Food high in fat has been taking first place on all notorious food lists for years.
But, as nutritionism develops, there are new claims that food high in fat is even good for losing weight (and that’s how the keto diet became popular).
If you want to lose weight the first thing you need to avoid is food high in carbs. (1)
And there are plenty of reasons for that.
But first, we need to clear some things up.
Carbs are a very important part of your diet.
They give energy to your brain and your body needs them for normal functioning.
Besides, some carbs contain fiber and nutrients essential for a healthy diet.
However, there are carbs which are not very nutritious.
And today I’m gonna talk about high-carb foods you should avoid.
They are full of calories, they have little fiber, minerals, and vitamins.
And that won’t bring you anything but extra pounds.
It’s not a big deal if you eat carbs sometimes, but you should try to avoid them since they don’t contain nutrients and they lead to sharp changes in your blood sugar levels.
So, here’s the list of high-carb foods you should avoid if you are trying to lose weight:
1. Rice cakes
Although many people think they are dietetic, rice cakes contain empty calories which won’t make you full.
One rice cake has about 17 grams of carbs which is quite a lot.
Tip: Replace them with one slice of whole bread and you will intake more fiber, similar carbs, but you will feel full.
2. White rice
It may taste great, but due to food processing, it lacks fiber.
1/4 cup of rice has about 36 grams of carbs and that’s why it’s better to replace rice with quinoa which has more proteins and fiber and almost 10 grams fewer carbs.
3. White bread
When you eat one slice of bread you intake about 31 gram of carbs.
Plus, these are refined carbs so they have no nutrients.
Tip: Replace white bread with whole grain bread to intake more proteins, fiber, and healthy omega-3 fatty acids.

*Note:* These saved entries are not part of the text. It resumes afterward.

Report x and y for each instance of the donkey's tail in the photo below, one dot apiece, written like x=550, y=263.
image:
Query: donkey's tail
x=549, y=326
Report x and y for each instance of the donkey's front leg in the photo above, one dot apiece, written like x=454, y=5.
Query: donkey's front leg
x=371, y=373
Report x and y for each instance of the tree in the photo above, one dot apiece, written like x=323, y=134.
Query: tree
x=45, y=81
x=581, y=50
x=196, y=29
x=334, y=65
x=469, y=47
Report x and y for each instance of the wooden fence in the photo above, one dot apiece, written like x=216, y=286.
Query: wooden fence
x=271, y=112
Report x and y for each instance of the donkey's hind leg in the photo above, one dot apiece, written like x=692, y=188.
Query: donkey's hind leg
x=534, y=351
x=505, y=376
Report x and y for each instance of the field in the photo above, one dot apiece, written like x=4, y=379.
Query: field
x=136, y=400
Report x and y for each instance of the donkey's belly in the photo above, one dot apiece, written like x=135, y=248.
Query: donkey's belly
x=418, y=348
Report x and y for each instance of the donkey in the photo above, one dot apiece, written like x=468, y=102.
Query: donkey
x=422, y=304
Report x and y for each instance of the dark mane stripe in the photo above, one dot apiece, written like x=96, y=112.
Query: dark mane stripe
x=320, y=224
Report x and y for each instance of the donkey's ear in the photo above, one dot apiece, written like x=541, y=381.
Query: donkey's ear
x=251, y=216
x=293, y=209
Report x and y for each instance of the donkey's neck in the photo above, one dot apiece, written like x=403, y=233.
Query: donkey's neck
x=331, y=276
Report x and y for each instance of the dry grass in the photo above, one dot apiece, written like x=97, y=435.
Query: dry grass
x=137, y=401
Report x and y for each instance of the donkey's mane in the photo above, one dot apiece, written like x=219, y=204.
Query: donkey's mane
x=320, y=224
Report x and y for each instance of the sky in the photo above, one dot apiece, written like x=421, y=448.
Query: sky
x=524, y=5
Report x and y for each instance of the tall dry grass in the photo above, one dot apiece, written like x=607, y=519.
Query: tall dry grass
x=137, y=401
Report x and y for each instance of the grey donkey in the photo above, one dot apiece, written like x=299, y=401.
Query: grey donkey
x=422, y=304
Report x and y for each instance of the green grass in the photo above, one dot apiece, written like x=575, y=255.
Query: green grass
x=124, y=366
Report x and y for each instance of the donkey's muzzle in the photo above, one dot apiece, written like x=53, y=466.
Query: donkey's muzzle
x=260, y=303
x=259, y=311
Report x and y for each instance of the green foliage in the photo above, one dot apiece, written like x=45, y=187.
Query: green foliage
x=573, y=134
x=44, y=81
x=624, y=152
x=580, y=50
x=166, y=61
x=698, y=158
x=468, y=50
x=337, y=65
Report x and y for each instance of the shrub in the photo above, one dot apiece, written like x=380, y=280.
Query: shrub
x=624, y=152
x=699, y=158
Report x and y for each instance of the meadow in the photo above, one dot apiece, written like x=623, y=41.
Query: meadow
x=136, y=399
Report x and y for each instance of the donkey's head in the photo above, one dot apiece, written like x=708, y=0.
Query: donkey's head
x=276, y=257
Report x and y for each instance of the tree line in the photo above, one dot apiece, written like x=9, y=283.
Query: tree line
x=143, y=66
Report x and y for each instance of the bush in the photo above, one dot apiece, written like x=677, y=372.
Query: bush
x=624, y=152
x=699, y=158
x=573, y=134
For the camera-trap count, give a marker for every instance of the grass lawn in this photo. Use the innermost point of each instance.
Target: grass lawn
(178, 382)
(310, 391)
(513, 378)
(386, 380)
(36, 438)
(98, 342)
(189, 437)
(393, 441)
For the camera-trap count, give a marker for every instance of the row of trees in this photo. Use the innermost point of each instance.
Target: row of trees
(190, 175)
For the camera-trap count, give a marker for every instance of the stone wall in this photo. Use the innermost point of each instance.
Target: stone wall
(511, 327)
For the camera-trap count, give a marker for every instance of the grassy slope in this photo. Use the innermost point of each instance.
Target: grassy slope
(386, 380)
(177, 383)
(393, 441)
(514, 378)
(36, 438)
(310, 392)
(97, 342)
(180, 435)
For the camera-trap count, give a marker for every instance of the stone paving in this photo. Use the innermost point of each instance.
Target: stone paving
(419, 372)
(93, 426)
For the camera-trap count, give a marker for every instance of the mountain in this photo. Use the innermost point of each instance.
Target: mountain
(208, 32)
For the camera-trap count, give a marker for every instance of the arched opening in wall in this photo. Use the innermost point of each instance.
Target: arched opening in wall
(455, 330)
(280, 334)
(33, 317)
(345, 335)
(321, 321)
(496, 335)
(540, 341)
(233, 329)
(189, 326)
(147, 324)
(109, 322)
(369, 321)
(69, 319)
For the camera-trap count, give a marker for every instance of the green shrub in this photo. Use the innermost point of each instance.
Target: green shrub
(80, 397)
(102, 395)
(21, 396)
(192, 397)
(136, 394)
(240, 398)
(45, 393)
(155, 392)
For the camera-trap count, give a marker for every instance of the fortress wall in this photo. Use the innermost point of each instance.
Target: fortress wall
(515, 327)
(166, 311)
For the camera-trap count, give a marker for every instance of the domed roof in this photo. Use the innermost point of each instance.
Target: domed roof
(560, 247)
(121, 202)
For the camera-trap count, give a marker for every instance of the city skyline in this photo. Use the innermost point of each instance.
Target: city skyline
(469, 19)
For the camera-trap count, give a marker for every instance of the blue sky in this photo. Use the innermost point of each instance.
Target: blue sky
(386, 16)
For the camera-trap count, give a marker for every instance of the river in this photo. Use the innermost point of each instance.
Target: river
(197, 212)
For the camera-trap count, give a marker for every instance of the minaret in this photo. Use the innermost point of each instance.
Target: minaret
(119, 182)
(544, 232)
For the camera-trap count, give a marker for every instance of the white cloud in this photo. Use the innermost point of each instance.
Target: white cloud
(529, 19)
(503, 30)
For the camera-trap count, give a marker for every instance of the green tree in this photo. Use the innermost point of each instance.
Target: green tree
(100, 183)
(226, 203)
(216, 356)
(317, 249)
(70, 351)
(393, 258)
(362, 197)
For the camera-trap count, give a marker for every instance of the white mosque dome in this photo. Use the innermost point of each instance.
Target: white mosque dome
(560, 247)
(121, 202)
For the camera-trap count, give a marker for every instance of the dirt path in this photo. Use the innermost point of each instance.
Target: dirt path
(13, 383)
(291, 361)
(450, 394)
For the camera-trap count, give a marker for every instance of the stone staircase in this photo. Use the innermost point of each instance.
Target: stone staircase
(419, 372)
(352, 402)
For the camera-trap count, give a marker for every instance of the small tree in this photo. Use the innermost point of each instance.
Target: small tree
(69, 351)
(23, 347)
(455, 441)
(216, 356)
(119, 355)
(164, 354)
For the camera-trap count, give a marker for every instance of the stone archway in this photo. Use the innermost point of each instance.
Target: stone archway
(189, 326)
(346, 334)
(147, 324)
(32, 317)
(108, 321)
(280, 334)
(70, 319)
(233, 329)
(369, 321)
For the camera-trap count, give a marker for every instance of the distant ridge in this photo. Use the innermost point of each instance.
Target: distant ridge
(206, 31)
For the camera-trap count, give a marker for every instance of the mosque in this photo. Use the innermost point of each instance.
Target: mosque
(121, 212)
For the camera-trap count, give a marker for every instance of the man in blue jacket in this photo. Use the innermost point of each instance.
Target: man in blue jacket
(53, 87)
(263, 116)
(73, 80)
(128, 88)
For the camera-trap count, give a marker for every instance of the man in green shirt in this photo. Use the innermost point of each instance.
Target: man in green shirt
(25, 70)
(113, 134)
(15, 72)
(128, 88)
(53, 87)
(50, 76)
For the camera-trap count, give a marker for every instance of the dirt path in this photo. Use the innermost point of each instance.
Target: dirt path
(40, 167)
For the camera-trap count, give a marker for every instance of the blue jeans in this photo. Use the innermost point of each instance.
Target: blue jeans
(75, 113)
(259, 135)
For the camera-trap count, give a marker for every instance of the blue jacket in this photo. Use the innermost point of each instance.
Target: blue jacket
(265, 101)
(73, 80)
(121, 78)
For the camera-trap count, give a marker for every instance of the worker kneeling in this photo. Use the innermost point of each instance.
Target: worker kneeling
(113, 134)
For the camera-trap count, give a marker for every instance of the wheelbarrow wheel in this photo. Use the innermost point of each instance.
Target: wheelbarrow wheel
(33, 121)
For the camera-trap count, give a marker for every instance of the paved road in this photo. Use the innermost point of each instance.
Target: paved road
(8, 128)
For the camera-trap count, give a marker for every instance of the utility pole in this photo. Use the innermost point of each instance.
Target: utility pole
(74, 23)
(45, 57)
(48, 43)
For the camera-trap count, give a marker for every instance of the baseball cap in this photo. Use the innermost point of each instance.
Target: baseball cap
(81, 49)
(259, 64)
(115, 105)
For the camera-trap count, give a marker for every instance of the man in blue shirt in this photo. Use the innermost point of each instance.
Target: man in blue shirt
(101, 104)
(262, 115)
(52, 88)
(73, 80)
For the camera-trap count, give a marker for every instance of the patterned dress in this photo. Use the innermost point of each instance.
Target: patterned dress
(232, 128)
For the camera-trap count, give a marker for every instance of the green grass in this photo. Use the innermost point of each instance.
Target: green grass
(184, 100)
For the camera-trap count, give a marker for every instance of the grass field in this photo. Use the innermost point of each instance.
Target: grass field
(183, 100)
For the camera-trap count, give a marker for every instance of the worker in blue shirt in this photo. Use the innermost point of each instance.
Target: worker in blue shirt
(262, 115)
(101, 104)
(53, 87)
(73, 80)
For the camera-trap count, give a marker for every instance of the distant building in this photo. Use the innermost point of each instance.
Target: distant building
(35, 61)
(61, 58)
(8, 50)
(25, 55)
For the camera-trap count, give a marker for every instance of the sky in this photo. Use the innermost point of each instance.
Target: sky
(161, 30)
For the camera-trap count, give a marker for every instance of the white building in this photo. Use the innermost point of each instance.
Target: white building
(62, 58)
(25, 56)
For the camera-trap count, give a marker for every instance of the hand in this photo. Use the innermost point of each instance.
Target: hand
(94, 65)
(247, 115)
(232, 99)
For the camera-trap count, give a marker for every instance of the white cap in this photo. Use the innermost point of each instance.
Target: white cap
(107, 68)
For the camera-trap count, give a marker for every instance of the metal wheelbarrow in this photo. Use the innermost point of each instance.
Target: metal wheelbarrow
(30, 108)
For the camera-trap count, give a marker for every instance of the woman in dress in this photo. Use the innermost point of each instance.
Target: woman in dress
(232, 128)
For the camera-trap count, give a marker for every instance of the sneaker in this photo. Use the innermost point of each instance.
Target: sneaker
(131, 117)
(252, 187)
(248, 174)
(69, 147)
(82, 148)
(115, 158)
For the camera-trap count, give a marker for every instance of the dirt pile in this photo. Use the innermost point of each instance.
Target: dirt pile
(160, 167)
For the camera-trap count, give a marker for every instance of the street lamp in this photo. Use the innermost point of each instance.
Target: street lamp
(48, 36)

A pastry is usually loaded with carbs and it has as many carbs as 4 slices of bread (about 66 grams of carbs).
It’s mostly refined which means it has no healthy fiber.
5. Fruit juice from the supermarket
Most fruit juice from the local supermarkets has no nutritious value.
Basically, the main ingredients are water, a lot of sugar, additives and artificial colors.
The fruit percent is low and it doesn’t have fiber.
If you want to drink fruit juice, squeeze an orange, lemon, and grapefruit and enjoy a healthy, nutritious beverage.
6. Fruit yogurt from the supermarket
Yogurt is superb if it doesn’t contain added sugar and additives.
Yogurt naturally contains sugar and carbs, so if you buy flavored yogurt you intake about 45 grams of carbs.
It’s a much better option to buy regular yogurt and add fruit yourself.
7. Energy bars
This is one of the fake healthy foods.
One energy bar contains about 45 grams of carbs.
That’s fine if you want to boost your energy from time to time, but it shouldn’t become your everyday snack.
This kind of bars usually contains added sugar and syrups so the best thing to do is to check the ingredients list.
Sodas are one of the reasons why you can’t lose belly fat.
It is definitely one of the foods you should avoid if you are trying to lose weight.
Again, it’s not so bad to drink a glass of soda once in a while but bear in mind that there are lots of processed ingredients and carbs which are not good for you.
One can of soda has about 40 grams of carbs.
So, it’s better to drink fresh lemonade or tea.
Most cookies are made with white flour, added sugar and oil which makes them empty carbs.
And another problem is that there’s no way you’ll eat only one!
When you feel like eating something like that, try looking for cookies that at least contain nuts and seeds.